Material Properties of Si and SiC in Comparison
Table 1 shows a selection of physical properties of Silicon and Silicon Carbide* with their significance on the electrical behavior of a semiconductor. Here the factor FSiC/Si shall indicate the multiples that these parameters distinguish. Focusing on the different values for Breakdown Field Strength and the Electron Saturation Rate explains why 4H-SiC makes fast switching devices for high blocking voltages possible.
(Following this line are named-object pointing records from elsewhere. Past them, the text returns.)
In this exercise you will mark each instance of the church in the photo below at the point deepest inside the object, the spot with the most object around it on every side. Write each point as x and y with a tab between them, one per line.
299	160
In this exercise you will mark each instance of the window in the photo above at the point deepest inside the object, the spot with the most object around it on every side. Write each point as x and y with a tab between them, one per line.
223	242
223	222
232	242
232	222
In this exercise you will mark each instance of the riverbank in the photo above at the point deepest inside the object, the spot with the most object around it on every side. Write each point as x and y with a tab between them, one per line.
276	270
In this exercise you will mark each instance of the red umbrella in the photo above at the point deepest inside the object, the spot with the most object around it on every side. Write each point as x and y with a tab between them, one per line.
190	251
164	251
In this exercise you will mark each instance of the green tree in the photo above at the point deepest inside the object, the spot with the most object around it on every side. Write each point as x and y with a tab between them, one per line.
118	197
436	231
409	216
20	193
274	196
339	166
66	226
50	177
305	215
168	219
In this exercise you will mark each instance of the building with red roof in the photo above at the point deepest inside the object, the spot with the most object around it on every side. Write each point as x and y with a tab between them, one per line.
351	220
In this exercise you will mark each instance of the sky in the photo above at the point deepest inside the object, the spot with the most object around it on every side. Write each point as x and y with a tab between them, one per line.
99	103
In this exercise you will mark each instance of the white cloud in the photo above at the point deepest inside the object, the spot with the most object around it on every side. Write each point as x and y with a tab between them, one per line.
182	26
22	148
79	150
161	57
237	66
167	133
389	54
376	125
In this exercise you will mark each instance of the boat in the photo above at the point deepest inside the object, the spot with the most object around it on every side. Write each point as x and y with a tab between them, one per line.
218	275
SiC Components and Driver Solutions from INVENTCHIP
INVENTCHIP Technology Co., Ltd. (abbr: IVCT) has been dedicated to developing SiC power devices, gate-drivers and controller ICs. INVENTCHIP provides customers with one-stop chip solutions focusing on SiC power semiconductor applications. They pioneered SiC MOSFET technology on 6-in wafers in China. With an automotive-grade SiC wafer fab, INVENTCHIP commits on-time and high-quality delivery of SiC products to customers and pursues continuous technology innovations. INVENTCHIP is the top SiC MOSFET provider for onboard charger applications in China. The company has sold about 51 million silicon carbide MOSFETs onto the market. In 2025 alone, more than two million EV-cars used IVCT’s silicon carbide MOSFETs, and 70% of e-compressors in China use IVCT’s gate drivers. Additionally, INVENTCHIP’s SiC semiconductors and drivers are widely used in EV chargers, photovoltaics, and energy storage applications. The reason for that is that INVENTCHIP has its own fab and can provide high quality products at a competitive price. Furthermore, INVENTCHIP supports customer designs both at the component level and at the system level.
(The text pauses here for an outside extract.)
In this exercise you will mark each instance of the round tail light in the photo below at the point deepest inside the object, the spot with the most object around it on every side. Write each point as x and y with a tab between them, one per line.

Industry-Standard Topology for Efficient Fast-Charging Systems
In the following, a topology is presented that is widely used across the industry. Although it is not a new design, it still shows a good balance between efficiency, power density and cost-efficiency. Figure 1 depicts the overall structure of the charger topology. Besides the required auxiliary blocks such as overvoltage- and overcurrent protection, EMI-filtering, inrush control and current measurement, the core of this topology is a Vienna Rectifier followed by two paralleled LLC bridges that feed a diode rectifier.
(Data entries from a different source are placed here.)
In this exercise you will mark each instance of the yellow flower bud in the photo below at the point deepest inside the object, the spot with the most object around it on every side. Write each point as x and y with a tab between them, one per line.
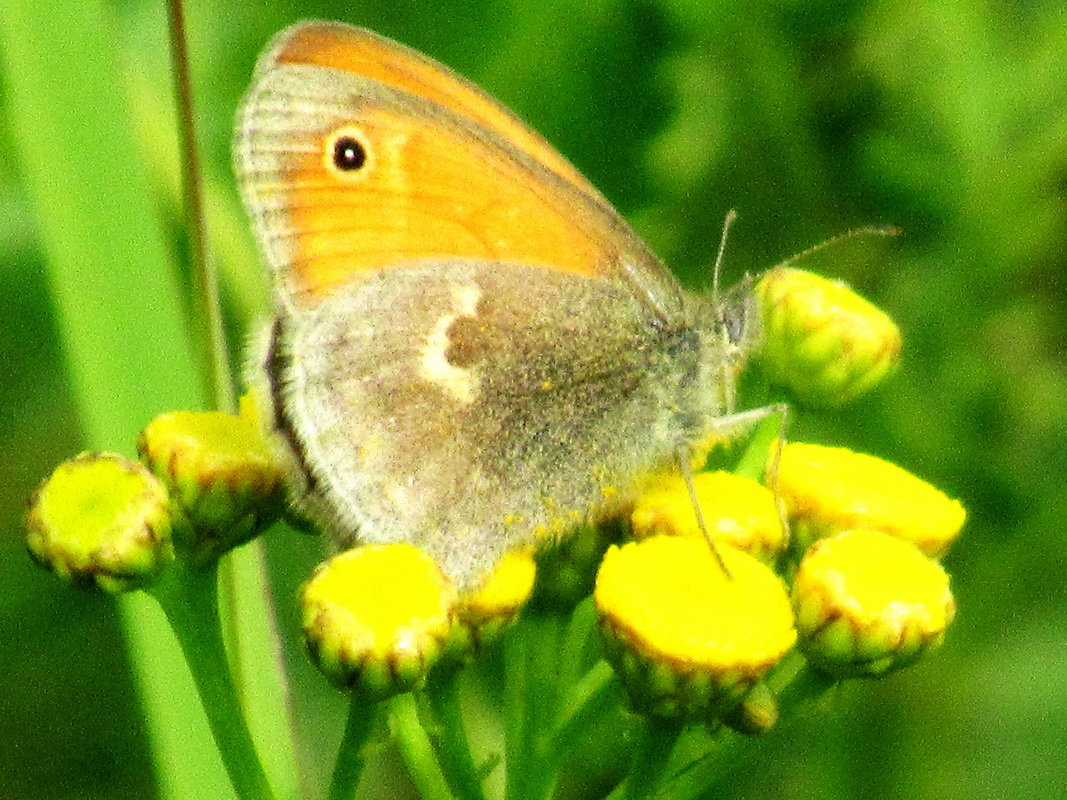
101	518
377	618
221	472
484	612
821	339
868	603
736	511
686	640
827	490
The outputs of these two rectifiers can be switched either in series or parallel by the voltage range selector. The last component is an ORing diode which protects the output against reverse currents and voltages. The main idea is to use one block to rectify the grid voltage. This rectified voltage feeds the LLC-inverters which provide two galvanically isolated DC-voltage sources that can be combined in series or parallel according to the needs of the battery system.
Three-Phase Vienna Rectifier in High-Power Chargers
One of the core components of the charger system is the Vienna rectifier. For a high-power system, the 3-phase variant of the rectifier is used. It consists of a classical diode B6 bridge and bidirectional switches between the AC-inputs and the midpoint between the two DC-link capacitors C1 and C2. The Vienna rectifier is known to operate in Continuous Conduction Mode (CCM). It provides an inherent three-level switching and reduces the voltage stress on the switching MOSFETs. Figure 2 shows the circuit diagram of the Vienna rectifier, which combines a normal diode B6 bridge with two boost converters that share one boost inductor. For controlling the topology, hysteresis-based or carrier-based schemes are used. Equipped with 1200V-diodes and 750V-MOSFETs, it allows operation at an AC-voltage of 400VLL and provides a rectified DC-link voltage of VVienna,Out = 700-800VDC.
Operating Phases of a Rectifier Phase
In Figure 3, only one phase is shown with its principal commutation scheme for a positive input current. In general, there are two time periods within one half-wave of the input current.
- Phase (a): The AC-current charges directly the upper DC-link capacitor C1 and magnetizes the boost inductor on the AC-side.
- Phase (b): The middle point either connects the middle point to the input node or uses the stored energy in the inductor to boost the output voltage. Here Q1 is modulated while Q2 remains switched off. For the negative half-wave, both MOSFETs alternate their functions.
Power Semiconductor Dimensioning
For the switching semiconductors, Q1-Q6 are connected to the middle point of the capacitive divider and thus only have to block half of the output DC voltage. Highly conductive SiC-MOSFETs with a low RDS(ON), like INVENTCHIP’s IV3Q07011T4Z (750V, 11mΩ) in a TO-247-4 housing, are recommended. The rectifier diodes D1-D6 must block the full DC-link voltage up to 800VDC. Therefore, the 1200V-class of SiC-diodes is recommended. INVENT-CHIP offers a wide variety of diodes in the 1200V class in most common packages. Here, the 40A types in the TO-247-2 package IV1D12040U2 or IV2D12040T2L are recommended.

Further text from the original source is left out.